Imagens de drones da aldeia de Orlivka, foco do ataque russo em curso a oeste de Avdiivka, mostram a maior parte dos edifícios em ruínas e vastas crateras, provavelmente provocadas pelos ataques aéreos russos no terreno plano e ribeirinho. Persistem confrontos ferozes em torno das outras duas aldeias próximas de Avdiivka, Tonenke e Berdychi. No sábado, a CNN ouviu explosões intensas e tiros de metralhadora perto de Berdychi.

Os soldados entrevistados em toda a linha da frente oriental também expressaram um grande pessimismo em relação à próxima primavera, caso a ajuda ocidental não seja fornecida com urgência. A combinação do enfraquecimento do moral e dos abastecimentos ucranianos com o aparecimento de um impulso das forças de Moscovo marca um momento crucial no conflito.

As imagens de drones das forças russas têm revelado repetidamente um exército sem medo de enviar tropas a grande velocidade para posições indefensáveis, onde provavelmente serão mortas.

Em filmagens que terão sido feitas na região de Avdiivka pela 47.ª Brigada Mecanizada da Ucrânia, um veículo blindado russo corre em direção às posições ucranianas e pára durante alguns segundos para dispensar cerca de uma dúzia de soldados que se abrigam num portão próximo.
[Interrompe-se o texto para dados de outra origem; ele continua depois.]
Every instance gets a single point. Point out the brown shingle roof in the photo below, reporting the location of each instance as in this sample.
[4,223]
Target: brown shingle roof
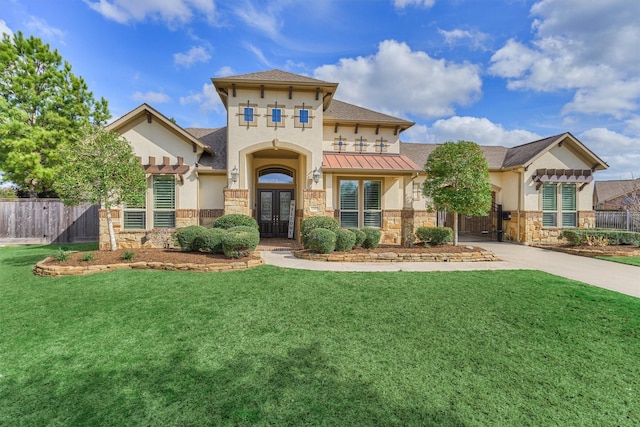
[419,153]
[342,111]
[369,162]
[216,140]
[277,76]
Dois drones de ataque ucranianos desativam o veículo e um veículo blindado Bradley, fornecido pelos EUA, aproxima-se do grupo exposto. É então visto a disparar sobre muitos dos russos com um lançador de granadas montado.

Um outro vídeo, realizado nos arredores da aldeia de Berdychi, mostra mais de 30 soldados russos mortos atrás de um veículo blindado danificado. A CNN não conseguiu verificar a localização de nenhum dos vídeos.

No entanto, apesar do número impressionante de baixas e das táticas pouco sofisticadas, os ataques russos persistem.